A stroke is defined by the Mayo Clinic as occurring when, “the blood supply to part of the brain is interrupted or reduced, preventing brain tissue from getting oxygen and nutrients.” Brain cells can begin to die very quickly when deprived of oxygen and nutrients.

Life after experiencing a stroke can be difficult for those that live through it, with many stroke survivors experiencing some level of paralysis due to the stroke. Post-stroke treatments can involve physical therapy and various medications.

A treatment that is growing in popularity is cannabis, and according to a recent study in Italy, at least one form of cannabis treatment appears to be safe for stroke survivors based on researchers’ findings.
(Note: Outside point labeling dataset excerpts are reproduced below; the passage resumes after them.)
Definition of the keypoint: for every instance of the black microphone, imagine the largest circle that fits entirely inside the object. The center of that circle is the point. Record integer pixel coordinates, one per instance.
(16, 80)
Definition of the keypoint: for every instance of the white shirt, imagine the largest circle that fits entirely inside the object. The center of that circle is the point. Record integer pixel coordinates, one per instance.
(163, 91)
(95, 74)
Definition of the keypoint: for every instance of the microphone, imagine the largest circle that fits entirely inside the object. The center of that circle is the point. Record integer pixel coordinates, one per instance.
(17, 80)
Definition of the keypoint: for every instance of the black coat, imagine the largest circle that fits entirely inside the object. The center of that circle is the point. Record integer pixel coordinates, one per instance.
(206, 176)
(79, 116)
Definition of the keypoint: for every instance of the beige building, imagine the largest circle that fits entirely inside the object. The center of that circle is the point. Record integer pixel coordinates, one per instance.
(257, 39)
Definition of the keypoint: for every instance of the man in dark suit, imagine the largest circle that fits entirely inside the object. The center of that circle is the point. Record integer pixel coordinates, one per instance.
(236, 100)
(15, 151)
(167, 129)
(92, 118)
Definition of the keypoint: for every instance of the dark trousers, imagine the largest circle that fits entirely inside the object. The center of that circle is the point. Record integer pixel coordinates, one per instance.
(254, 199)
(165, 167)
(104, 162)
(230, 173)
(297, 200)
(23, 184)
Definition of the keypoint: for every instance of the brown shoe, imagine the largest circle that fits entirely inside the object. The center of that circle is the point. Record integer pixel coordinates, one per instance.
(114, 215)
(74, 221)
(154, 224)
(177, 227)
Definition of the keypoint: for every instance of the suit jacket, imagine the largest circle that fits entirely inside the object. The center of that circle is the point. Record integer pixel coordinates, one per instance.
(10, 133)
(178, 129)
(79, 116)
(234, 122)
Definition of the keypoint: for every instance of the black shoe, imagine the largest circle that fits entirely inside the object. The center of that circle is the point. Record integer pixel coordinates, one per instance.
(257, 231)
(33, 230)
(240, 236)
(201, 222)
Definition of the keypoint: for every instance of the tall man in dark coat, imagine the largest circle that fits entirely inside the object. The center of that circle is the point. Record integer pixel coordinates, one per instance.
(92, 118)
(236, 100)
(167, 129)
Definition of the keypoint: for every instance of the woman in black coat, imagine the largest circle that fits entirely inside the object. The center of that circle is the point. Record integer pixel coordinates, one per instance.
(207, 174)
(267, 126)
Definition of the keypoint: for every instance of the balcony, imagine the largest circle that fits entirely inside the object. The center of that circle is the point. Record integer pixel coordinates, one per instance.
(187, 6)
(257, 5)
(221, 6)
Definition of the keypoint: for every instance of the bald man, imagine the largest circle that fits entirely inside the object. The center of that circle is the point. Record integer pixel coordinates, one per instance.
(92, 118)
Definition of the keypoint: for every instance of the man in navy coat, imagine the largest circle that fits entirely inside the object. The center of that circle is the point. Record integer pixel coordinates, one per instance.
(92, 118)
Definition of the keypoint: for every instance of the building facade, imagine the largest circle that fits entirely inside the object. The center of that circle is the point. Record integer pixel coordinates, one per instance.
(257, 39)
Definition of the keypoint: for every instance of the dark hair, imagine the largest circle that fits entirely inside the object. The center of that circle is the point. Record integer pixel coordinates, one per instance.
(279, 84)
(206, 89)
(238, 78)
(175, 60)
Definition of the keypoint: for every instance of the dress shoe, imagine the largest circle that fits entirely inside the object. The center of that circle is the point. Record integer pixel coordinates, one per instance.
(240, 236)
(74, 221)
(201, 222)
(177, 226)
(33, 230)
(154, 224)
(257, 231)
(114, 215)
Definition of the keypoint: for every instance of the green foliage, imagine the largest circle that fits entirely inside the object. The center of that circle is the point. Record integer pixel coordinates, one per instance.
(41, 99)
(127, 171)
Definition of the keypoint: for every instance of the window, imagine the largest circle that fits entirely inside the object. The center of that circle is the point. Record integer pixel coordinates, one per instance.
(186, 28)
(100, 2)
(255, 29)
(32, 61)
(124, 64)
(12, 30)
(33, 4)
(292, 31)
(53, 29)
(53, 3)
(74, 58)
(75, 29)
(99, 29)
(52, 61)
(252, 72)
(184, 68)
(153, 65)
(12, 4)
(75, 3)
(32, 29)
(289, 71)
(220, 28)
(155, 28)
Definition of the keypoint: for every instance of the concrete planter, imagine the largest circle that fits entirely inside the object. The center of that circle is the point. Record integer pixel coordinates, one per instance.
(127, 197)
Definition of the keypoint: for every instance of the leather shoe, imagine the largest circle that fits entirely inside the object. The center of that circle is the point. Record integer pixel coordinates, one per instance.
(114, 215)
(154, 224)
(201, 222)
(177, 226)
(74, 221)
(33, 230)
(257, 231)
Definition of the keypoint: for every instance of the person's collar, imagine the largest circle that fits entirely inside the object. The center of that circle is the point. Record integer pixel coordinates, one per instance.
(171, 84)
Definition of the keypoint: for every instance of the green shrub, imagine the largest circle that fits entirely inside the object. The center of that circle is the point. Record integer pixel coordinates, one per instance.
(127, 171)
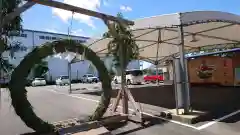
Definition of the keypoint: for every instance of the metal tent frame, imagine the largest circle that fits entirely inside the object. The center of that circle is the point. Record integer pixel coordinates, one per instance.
(166, 37)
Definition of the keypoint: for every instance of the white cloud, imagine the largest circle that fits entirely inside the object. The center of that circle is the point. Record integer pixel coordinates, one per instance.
(87, 4)
(78, 32)
(125, 8)
(105, 3)
(52, 30)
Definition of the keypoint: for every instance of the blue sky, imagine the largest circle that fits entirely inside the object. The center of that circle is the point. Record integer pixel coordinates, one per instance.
(54, 20)
(48, 19)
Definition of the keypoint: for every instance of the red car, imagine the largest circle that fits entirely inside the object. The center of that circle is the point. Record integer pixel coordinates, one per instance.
(153, 78)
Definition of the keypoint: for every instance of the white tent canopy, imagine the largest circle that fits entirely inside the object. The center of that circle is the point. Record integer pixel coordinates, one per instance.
(158, 36)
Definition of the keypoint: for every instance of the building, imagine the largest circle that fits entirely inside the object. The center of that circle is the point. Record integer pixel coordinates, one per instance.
(31, 38)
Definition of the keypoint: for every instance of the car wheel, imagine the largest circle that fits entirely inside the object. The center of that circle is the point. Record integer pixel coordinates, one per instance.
(128, 82)
(115, 81)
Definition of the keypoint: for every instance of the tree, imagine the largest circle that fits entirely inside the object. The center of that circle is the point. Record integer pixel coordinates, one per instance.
(8, 6)
(123, 49)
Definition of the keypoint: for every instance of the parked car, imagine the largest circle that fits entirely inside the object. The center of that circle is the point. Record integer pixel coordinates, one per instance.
(89, 78)
(132, 77)
(153, 78)
(38, 82)
(62, 80)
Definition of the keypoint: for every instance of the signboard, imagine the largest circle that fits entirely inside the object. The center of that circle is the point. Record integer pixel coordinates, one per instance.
(205, 71)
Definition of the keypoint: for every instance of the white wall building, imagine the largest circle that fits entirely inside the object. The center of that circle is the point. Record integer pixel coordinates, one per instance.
(57, 66)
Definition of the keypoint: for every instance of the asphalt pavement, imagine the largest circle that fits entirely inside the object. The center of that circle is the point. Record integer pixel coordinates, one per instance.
(53, 103)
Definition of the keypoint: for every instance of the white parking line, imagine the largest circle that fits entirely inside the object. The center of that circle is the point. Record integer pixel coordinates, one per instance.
(217, 120)
(173, 121)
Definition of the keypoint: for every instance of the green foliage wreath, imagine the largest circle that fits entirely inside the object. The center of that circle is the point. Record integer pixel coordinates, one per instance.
(17, 84)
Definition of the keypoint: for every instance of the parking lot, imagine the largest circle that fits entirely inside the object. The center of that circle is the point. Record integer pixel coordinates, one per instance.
(54, 103)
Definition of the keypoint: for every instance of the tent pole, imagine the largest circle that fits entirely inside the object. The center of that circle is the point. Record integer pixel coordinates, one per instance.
(157, 63)
(123, 83)
(184, 74)
(69, 76)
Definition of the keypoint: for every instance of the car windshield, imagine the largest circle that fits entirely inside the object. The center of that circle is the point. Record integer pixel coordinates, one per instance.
(64, 77)
(39, 79)
(135, 72)
(160, 72)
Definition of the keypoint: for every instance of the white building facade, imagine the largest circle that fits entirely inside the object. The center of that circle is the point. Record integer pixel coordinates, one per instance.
(57, 66)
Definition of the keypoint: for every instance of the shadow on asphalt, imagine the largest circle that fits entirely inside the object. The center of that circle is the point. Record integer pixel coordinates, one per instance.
(219, 113)
(150, 121)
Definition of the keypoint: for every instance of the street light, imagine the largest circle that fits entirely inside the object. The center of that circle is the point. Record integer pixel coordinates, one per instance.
(70, 56)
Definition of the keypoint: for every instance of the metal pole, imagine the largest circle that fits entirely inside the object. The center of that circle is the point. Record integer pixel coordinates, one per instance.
(123, 83)
(69, 76)
(157, 63)
(176, 81)
(1, 53)
(184, 75)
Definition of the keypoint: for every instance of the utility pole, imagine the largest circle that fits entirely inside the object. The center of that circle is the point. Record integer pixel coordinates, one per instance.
(1, 7)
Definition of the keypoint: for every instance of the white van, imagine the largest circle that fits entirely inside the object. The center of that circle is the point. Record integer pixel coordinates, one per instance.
(63, 80)
(134, 76)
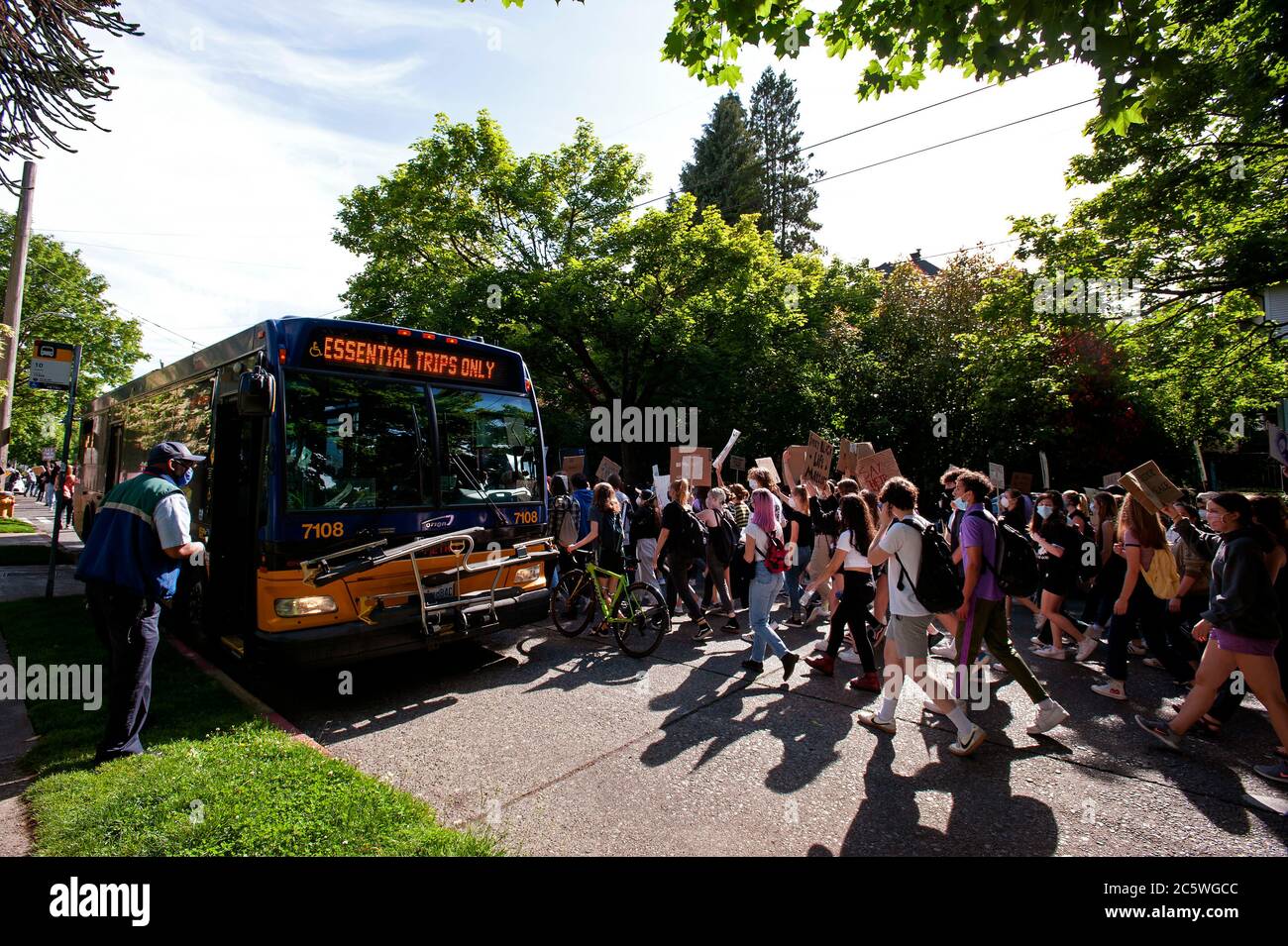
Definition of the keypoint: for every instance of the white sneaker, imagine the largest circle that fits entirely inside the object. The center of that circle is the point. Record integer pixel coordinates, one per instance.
(1050, 653)
(1113, 688)
(1048, 717)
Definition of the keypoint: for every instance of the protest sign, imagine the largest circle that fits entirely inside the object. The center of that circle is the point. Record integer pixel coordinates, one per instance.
(694, 465)
(818, 460)
(1150, 486)
(871, 473)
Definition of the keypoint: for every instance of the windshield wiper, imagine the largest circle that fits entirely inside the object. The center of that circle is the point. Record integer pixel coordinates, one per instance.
(481, 490)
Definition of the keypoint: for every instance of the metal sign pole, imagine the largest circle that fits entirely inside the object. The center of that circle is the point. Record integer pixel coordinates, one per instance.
(62, 473)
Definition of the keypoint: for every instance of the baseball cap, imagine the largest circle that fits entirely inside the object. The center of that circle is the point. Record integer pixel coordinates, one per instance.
(171, 450)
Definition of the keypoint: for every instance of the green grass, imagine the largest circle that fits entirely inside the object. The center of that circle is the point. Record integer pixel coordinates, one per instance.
(224, 782)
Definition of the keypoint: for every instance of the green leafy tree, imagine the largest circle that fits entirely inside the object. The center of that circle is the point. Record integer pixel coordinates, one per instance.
(540, 253)
(787, 197)
(725, 171)
(63, 300)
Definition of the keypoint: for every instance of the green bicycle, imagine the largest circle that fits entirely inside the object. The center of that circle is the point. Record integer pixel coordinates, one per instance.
(635, 613)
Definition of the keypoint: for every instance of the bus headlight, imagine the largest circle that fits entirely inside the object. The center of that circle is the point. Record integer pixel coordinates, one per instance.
(300, 606)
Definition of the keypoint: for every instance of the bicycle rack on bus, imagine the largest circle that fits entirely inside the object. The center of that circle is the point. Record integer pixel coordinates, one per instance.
(481, 605)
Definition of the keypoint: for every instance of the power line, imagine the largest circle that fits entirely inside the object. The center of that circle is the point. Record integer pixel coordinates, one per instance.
(156, 325)
(858, 130)
(954, 141)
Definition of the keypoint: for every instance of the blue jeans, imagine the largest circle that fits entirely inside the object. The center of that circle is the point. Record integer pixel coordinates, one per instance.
(764, 591)
(794, 576)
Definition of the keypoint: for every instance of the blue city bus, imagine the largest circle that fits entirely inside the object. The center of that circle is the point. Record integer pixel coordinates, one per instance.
(370, 489)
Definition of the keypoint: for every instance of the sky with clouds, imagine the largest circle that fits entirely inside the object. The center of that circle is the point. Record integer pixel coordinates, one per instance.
(237, 125)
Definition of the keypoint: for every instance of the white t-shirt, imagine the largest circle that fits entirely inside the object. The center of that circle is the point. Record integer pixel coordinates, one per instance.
(854, 559)
(902, 540)
(756, 534)
(172, 520)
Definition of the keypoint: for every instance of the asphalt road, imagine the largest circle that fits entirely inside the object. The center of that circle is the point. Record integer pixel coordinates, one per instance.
(566, 747)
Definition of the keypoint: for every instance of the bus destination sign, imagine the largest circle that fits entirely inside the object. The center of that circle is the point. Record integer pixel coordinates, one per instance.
(342, 351)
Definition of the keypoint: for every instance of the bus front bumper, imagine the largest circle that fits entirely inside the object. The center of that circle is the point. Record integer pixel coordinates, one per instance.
(355, 641)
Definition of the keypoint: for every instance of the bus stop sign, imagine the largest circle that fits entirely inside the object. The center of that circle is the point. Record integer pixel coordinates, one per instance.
(52, 366)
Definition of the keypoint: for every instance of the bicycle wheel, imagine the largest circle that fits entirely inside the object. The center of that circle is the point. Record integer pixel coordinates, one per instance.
(572, 602)
(644, 619)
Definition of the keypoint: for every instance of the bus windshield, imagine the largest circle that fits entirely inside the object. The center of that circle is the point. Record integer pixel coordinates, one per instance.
(355, 443)
(487, 447)
(368, 443)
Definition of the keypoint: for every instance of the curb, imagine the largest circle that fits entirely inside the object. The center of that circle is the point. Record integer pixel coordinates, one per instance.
(246, 697)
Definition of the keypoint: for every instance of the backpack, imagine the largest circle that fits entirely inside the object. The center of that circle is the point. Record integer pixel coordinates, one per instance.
(1016, 563)
(692, 541)
(567, 520)
(724, 537)
(776, 555)
(1162, 576)
(938, 585)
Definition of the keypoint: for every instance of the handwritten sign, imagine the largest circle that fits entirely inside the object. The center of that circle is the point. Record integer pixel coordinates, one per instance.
(871, 473)
(1149, 486)
(818, 460)
(692, 465)
(606, 469)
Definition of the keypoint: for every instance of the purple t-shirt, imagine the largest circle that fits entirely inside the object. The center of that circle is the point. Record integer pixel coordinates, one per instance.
(979, 533)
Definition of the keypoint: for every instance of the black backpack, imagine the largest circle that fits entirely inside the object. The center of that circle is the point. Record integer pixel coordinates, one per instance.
(724, 537)
(938, 585)
(692, 541)
(1017, 563)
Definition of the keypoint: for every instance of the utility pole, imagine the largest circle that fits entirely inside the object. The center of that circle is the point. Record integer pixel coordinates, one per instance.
(13, 301)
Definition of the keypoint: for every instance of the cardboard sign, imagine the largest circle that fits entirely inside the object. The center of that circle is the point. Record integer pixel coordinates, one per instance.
(818, 460)
(871, 473)
(733, 439)
(794, 464)
(1149, 486)
(606, 469)
(1278, 444)
(661, 484)
(694, 465)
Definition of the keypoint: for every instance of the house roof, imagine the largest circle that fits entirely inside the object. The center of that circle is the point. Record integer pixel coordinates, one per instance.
(914, 259)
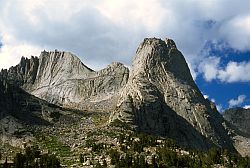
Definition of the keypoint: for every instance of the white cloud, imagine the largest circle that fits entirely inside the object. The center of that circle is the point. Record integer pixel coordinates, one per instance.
(237, 102)
(235, 72)
(209, 68)
(219, 108)
(236, 31)
(246, 107)
(206, 96)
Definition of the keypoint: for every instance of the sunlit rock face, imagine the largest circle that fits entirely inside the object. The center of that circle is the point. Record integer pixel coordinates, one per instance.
(61, 78)
(161, 98)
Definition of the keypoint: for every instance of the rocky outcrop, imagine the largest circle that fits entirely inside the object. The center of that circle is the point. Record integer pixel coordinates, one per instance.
(239, 117)
(162, 98)
(61, 78)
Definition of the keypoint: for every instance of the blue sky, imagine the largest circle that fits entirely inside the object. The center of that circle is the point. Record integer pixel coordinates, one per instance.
(213, 35)
(222, 92)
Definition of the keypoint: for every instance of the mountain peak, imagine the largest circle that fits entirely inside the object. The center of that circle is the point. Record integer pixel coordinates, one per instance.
(161, 98)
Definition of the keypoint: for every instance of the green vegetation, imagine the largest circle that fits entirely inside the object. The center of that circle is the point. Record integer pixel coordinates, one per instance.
(32, 158)
(52, 144)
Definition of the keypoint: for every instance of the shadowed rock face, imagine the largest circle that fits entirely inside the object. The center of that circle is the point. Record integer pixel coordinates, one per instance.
(61, 78)
(158, 96)
(162, 98)
(239, 117)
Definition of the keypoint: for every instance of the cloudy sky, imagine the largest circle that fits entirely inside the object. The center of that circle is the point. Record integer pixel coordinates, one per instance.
(213, 35)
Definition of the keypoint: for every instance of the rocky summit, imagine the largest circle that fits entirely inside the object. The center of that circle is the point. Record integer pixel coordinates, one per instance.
(58, 103)
(162, 98)
(61, 78)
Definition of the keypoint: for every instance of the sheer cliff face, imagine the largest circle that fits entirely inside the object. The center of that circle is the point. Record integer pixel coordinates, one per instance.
(61, 78)
(162, 98)
(158, 96)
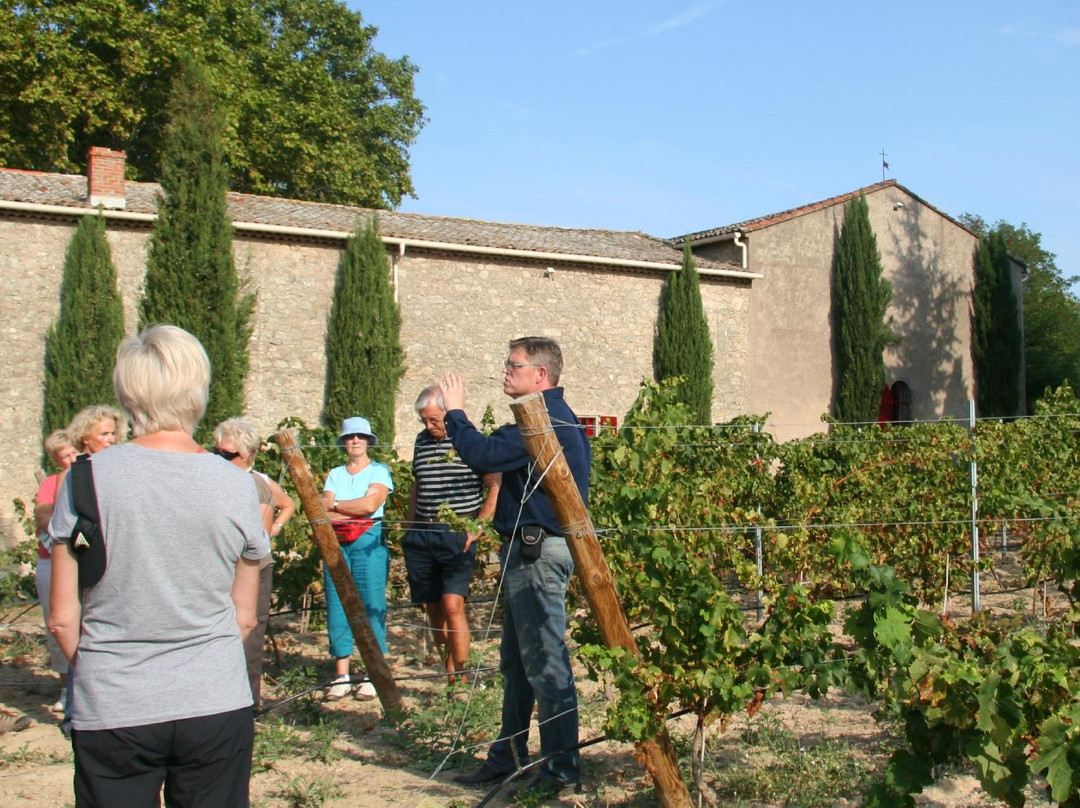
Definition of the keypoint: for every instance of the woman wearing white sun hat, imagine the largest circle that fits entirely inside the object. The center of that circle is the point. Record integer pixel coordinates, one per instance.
(354, 496)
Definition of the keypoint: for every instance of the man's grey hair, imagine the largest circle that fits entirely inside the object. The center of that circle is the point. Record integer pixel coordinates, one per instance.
(430, 394)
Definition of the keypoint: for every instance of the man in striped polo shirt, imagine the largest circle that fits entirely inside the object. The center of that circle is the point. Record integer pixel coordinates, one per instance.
(440, 562)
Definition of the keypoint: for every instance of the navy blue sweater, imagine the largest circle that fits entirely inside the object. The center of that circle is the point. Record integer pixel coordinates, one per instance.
(504, 450)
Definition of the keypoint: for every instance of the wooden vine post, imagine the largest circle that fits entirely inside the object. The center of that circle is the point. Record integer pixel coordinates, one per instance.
(375, 663)
(530, 413)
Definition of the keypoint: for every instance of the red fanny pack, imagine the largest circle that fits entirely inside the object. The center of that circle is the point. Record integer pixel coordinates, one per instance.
(350, 529)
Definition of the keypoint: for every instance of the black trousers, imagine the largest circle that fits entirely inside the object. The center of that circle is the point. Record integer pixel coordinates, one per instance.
(202, 763)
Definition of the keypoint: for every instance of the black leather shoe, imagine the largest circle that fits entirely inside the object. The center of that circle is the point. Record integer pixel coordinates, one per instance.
(482, 776)
(541, 789)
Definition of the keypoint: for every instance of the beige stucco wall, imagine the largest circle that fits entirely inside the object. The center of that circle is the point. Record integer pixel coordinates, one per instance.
(929, 261)
(458, 313)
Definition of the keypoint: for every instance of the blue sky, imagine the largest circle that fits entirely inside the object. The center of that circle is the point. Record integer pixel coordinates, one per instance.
(676, 117)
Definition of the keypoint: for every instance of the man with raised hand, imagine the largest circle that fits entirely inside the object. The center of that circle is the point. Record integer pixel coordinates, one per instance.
(536, 570)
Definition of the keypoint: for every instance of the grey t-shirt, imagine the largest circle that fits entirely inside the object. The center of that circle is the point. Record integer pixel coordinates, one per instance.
(160, 640)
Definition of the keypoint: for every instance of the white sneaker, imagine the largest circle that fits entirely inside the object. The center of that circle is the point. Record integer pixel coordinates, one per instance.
(340, 688)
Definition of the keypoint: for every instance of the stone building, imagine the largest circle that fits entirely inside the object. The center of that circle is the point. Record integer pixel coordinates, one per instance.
(466, 287)
(926, 255)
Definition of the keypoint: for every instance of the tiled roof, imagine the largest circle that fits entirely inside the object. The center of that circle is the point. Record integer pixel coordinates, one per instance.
(69, 190)
(774, 218)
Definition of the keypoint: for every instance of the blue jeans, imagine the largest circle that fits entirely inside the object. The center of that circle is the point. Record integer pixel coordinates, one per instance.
(536, 662)
(368, 561)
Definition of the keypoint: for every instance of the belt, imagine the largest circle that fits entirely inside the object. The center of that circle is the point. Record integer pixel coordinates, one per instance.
(435, 520)
(532, 530)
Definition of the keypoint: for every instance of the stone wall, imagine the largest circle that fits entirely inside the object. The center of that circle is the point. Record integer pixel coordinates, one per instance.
(458, 312)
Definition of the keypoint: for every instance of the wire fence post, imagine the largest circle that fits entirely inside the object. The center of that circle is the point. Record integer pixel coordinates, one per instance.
(760, 571)
(974, 510)
(758, 549)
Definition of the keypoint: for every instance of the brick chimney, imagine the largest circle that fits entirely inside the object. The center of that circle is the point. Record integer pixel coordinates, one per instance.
(106, 177)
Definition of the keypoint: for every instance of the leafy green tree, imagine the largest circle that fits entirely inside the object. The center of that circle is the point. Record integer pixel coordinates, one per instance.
(191, 279)
(364, 358)
(996, 335)
(860, 331)
(1051, 310)
(683, 347)
(81, 345)
(311, 109)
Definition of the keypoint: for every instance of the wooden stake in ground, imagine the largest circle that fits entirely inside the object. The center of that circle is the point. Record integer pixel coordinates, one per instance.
(375, 663)
(530, 412)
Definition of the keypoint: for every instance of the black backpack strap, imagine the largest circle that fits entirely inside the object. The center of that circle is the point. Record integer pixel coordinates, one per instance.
(84, 499)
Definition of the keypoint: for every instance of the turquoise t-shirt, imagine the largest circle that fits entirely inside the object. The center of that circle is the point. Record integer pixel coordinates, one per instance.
(343, 485)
Below is more information about it via a news release from NORML:

Genova, Italy: The daily consumption of a proprietary oromucosal spray containing equal ratios of plant-derived THC and CBD (nabiximols aka Sativex) is not associated with cardiovascular complications in stroke survivors, according to clinical data published in the journal Frontiers in Cardiovascular Medicine.

A team of Italian researchers assessed the safety of nabiximols in a cohort of 34 spasticity patients that had previously suffered from strokes.

Investigators reported: “No cardiovascular treatment-emergent adverse drug effects emerged during nabiximols treatment, namely no significant fluctuation of blood pressure and heart rate, nor ischemic or hemorrhagic events occurred. During nabiximols treatment, self-assessed blood pressure and heart rate did not change compared to the baseline condition. No patients showed significant acceleration or decrease in heart rate or change in rhythm and none required an additional ECG or cardiological evaluation during the study.”

They concluded, “These data support the cardiovascular safety of nabiximols.”

Analyses of nationally representative samples of recreational marijuana consumers have reported inconsistent results regarding the relationship between cannabis and adverse cardiovascular events. A 2021 study of 57,000 US adults concluded, “After controlling for several confounding variables, we found that there was a decrease in the prevalence of cardiovascular events with marijuana use (Odds Ratio: 0.74).” By contrast, a 2020 review of nearly 134,000 US adults reported, “Frequent marijuana smoking is associated with significantly higher odds of stroke and myocardial infarction or coronary artery disease, with a possible role in premature cardiovascular disease.”

More recently, the results of a literature review of 67 studies published in The American Journal of Medicine concluded, “[M]arijuana itself does not appear to be independently associated with excessive cardiovascular risk factors.” Authors did caution, however, that “it can be associated with other unhealthy behaviors such as alcohol use and tobacco smoking that can be detrimental” to cardiovascular health.

Similarly, a separate review published last year of 46 randomized clinical trials involving 2,800 patients concluded that consumption of either purified or synthetic cannabinoids, including THC, is not associated with any increased risk of serious cardiovascular events.

Full text of the study, “Nabiximols effect on blood pressure and heart rate in post-stroke patients of a randomized controlled study,” appears in the journal Frontiers in Cardiovascular Medicine.